The SHA256 hashes are now calculated incrementally while .sst files are being written, so that no post-processing of .sst files is necessary anymore. The previous background thread named Sha256Thread, which was responsible for calculating the SHA256 hashes and sometimes for high CPU utilization after larger write operations, has now been fully removed.

Client tools

arangobench

arangobench has a new --create-collection startup option that can be set to false to skip setting up a new collection for the to-be-run workload. That way, some workloads can be run on already existing collections.

arangoexport

arangoexport has a new --custom-query-bindvars startup option that lets you set bind variables that you can now use in the --custom-query option (renamed from --query):

arangoexport \
  --custom-query 'FOR book IN @@@@collectionName FILTER book.sold > @@sold RETURN book' \
  --custom-query-bindvars '{"@@collectionName": "books", "sold": 100}' \
  ...

Note that you need to escape at signs in command-lines by doubling them (see Environment variables as parameters).

arangoexport now also has a --custom-query-file startup option that you can use instead of --custom-query, to read a query from a file. This allows you to store complex queries and no escaping is necessary in the file:

// example.aql
FOR book IN @@collectionName
  FILTER book.sold > @sold
  RETURN book
arangoexport \
  --custom-query-file example.aql \
  --custom-query-bindvars '{"@@collectionName": "books", "sold": 100}' \
  ...

ArangoDB Starter

ArangoDB Starter has a new feature that allows you to configure the binary by reading from a configuration file.

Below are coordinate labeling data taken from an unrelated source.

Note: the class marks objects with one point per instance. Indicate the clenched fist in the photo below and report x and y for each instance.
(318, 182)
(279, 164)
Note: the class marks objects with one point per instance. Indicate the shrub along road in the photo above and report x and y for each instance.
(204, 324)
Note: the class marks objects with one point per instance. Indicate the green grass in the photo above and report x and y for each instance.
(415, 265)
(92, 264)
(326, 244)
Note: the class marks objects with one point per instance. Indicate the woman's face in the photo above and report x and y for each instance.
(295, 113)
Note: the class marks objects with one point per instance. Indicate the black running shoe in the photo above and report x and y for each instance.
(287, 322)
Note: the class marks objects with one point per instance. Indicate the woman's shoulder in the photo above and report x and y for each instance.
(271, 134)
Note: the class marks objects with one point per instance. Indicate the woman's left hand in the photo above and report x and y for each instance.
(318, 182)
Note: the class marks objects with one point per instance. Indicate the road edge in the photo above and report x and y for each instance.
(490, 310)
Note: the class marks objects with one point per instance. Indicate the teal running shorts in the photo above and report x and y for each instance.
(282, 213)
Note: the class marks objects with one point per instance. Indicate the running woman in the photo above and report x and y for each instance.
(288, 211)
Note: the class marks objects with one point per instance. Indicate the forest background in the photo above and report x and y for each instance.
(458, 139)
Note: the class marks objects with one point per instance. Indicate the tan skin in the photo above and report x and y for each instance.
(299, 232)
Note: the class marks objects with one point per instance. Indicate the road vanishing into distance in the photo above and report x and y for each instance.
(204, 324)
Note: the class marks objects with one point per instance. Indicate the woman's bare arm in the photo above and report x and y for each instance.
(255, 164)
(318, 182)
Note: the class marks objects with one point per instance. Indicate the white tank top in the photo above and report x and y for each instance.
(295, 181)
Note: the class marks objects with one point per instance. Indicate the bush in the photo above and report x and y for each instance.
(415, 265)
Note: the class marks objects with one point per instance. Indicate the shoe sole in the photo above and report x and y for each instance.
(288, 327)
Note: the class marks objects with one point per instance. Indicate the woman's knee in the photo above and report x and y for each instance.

The default configuration file of the Starter is arangodb-starter.conf and can be changed using the --configuration option.

See the Starter configuration file section for more information about the configuration file format, passing through command line options, and examples.

Query changes for decreasing memory usage

Queries can be executed with storing input and intermediate results temporarily on disk to decrease memory usage when a specified threshold is reached.

This feature is experimental and is turned off by default.

The new parameters are listed below:

  • --temp.intermediate-results-path
  • --temp.-intermediate-results-encryption-hardware-acceleration
  • --temp.intermediate-results-encryption
  • --temp.intermediate-results-spillover-threshold-num-rows
  • --temp.intermediate-results-spillover-threshold-memory-usage

Example:

arangod --temp.intermediate-results-path "tempDir" 
--database.directory "myDir"
--temp.-intermediate-results-encryption-hardware-acceleration true
--temp.intermediate-results-encryption true 
--temp.intermediate-results-spillover-threshold-num-rows 50000
--temp.intermediate-results-spillover-threshold-memory-usage 134217728

For more information, refer to the Query invocation and Query options topics.

Internal changes

C++20

ArangoDB is now compiled using the -std=c++20 compile option on Linux and MacOS. A compiler with c++-20 support is thus needed to compile ArangoDB from source.

Upgraded bundled library versions

The bundled version of the RocksDB library has been upgraded from 6.8.0 to 7.2.

The bundled version of the Boost library has been upgraded from 1.71.0 to 1.78.0.

The bundled version of the immer library has been upgraded from 0.6.2 to 0.7.0.

The bundled version of the jemalloc library has been upgraded from 5.2.1-dev to 5.3.0.

The bundled version of the zlib library has been upgraded from 1.2.11 to 1.2.12.